Now we will train the Inclusive classifier, a combination of the Particle-sequence classifier with the High Level Features.

To run this notebook we used the following configuration:
* *Software stack*: LCG 94 (it has spark 2.3.1)
* *Platform*: centos7-gcc7
* *Spark cluster*: Hadalytic

In [1]:
# Check if Spark Session has been created correctly
spark

In [2]:
# Add the BDL zip file
# sc.addPyFile("/eos/project/s/swan/public/BigDL/bigdl-0.7.0-python-api.zip")
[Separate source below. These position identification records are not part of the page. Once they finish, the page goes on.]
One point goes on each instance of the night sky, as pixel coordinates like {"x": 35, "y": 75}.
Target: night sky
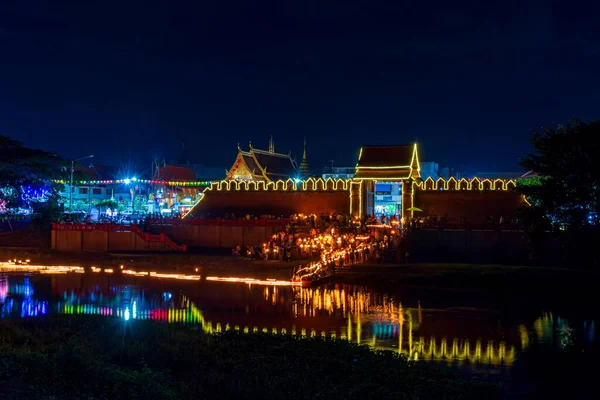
{"x": 128, "y": 82}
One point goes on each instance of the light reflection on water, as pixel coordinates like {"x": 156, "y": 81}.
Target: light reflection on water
{"x": 472, "y": 336}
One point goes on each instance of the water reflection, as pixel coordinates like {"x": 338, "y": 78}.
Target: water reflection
{"x": 469, "y": 336}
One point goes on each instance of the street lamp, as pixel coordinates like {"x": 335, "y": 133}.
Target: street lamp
{"x": 71, "y": 186}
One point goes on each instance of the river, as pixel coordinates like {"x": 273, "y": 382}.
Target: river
{"x": 430, "y": 325}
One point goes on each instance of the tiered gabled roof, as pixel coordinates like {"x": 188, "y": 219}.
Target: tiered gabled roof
{"x": 388, "y": 162}
{"x": 99, "y": 172}
{"x": 258, "y": 164}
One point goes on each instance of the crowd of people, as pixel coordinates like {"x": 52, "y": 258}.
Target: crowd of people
{"x": 327, "y": 242}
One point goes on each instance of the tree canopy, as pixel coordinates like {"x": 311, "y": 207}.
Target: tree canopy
{"x": 27, "y": 177}
{"x": 20, "y": 165}
{"x": 565, "y": 189}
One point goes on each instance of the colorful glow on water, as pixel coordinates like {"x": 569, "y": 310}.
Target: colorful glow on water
{"x": 345, "y": 313}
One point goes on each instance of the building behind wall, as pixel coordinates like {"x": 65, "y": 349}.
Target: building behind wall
{"x": 387, "y": 173}
{"x": 93, "y": 185}
{"x": 263, "y": 165}
{"x": 429, "y": 169}
{"x": 338, "y": 172}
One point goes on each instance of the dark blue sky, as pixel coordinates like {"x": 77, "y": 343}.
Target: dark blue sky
{"x": 128, "y": 81}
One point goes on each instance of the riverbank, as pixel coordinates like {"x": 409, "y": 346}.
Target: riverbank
{"x": 100, "y": 357}
{"x": 465, "y": 276}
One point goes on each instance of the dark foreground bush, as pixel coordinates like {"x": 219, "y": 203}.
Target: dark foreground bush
{"x": 75, "y": 357}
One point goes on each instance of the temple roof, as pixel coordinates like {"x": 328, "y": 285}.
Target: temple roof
{"x": 173, "y": 173}
{"x": 99, "y": 172}
{"x": 388, "y": 162}
{"x": 267, "y": 164}
{"x": 274, "y": 164}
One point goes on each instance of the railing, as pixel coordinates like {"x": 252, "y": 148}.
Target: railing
{"x": 147, "y": 237}
{"x": 469, "y": 226}
{"x": 217, "y": 222}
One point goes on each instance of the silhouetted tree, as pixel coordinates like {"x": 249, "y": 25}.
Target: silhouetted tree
{"x": 24, "y": 170}
{"x": 566, "y": 191}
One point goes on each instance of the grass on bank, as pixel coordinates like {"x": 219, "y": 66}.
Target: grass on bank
{"x": 93, "y": 357}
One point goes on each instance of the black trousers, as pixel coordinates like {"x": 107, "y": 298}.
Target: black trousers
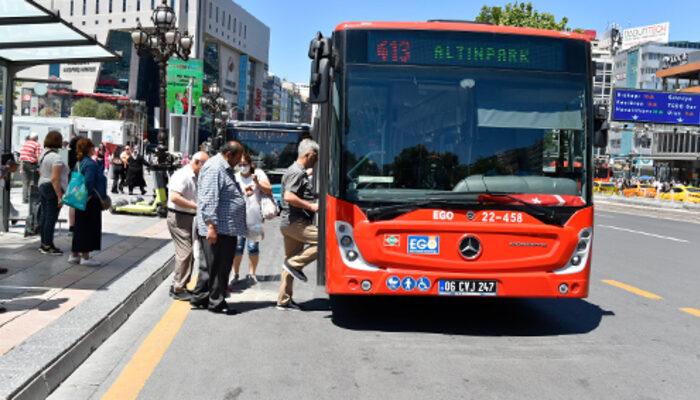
{"x": 214, "y": 269}
{"x": 49, "y": 213}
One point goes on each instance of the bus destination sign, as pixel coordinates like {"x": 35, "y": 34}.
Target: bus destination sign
{"x": 465, "y": 50}
{"x": 630, "y": 105}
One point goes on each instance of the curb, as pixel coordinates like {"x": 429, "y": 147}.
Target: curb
{"x": 651, "y": 203}
{"x": 52, "y": 374}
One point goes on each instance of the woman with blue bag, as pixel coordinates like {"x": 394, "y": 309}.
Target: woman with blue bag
{"x": 87, "y": 232}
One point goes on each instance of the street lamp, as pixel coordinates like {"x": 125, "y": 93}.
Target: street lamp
{"x": 160, "y": 43}
{"x": 217, "y": 106}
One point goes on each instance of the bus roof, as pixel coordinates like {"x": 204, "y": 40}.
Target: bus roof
{"x": 284, "y": 126}
{"x": 461, "y": 27}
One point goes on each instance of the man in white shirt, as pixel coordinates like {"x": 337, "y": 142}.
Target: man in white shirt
{"x": 182, "y": 207}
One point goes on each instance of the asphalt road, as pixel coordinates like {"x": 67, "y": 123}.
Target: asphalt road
{"x": 628, "y": 340}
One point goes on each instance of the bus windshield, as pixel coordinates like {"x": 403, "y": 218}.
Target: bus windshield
{"x": 414, "y": 130}
{"x": 270, "y": 150}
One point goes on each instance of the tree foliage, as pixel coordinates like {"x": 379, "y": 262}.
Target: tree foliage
{"x": 85, "y": 108}
{"x": 91, "y": 108}
{"x": 107, "y": 111}
{"x": 521, "y": 14}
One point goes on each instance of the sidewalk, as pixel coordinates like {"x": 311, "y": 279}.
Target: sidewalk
{"x": 648, "y": 202}
{"x": 52, "y": 306}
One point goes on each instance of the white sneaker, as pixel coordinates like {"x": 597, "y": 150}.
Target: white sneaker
{"x": 89, "y": 262}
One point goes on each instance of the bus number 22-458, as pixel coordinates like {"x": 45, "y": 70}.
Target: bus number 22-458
{"x": 510, "y": 217}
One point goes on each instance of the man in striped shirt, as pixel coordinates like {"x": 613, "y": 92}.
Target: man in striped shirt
{"x": 29, "y": 158}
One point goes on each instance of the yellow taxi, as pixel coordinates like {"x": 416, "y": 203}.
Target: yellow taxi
{"x": 605, "y": 188}
{"x": 688, "y": 194}
{"x": 640, "y": 190}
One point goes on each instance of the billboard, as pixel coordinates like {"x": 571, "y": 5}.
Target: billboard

## Load train and test dataset

In [3]:
PATH = "file:///data/cern/"

trainDF = spark.read.format('parquet')\
        .load(PATH + 'trainUndersampled.parquet')\
        .select(['GRU_input', 'HLF_input', 'encoded_label'])
        
testDF = spark.read.format('parquet')\
        .load(PATH + 'testUndersampled.parquet')\
        .select(['GRU_input', 'HLF_input', 'encoded_label'])

In [4]:
trainDF.printSchema()

root
 |-- GRU_input: array (nullable = true)
 |    |-- element: array (containsNull = true)
 |    |    |-- element: double (containsNull = true)
 |-- HLF_input: vector (nullable = true)
 |-- encoded_label: vector (nullable = true)



## Create the model

In [5]:
# Init analytics zoo
from zoo.common.nncontext import *
sc = init_nncontext("inclusive classifier")

In [6]:
from zoo.pipeline.api.keras.optimizers import Adam
from zoo.pipeline.api.keras.models import Sequential
from zoo.pipeline.api.keras.layers.core import *
from zoo.pipeline.api.keras.layers.torch import Select
from zoo.pipeline.api.keras.layers.normalization import BatchNormalization
from zoo.pipeline.api.keras.layers.recurrent import GRU
from zoo.pipeline.api.keras.engine.topology import Merge

## GRU branch
gruBranch = Sequential() \
            .add(Masking(0.0, input_shape=(801, 19))) \
            .add(GRU(
                output_dim=50,
                return_sequences=True,
                activation='tanh'
            )) \
            .add(Select(1, -1))

## HLF branch
hlfBranch = Sequential() \
            .add(Dropout(0.0, input_shape=(14,)))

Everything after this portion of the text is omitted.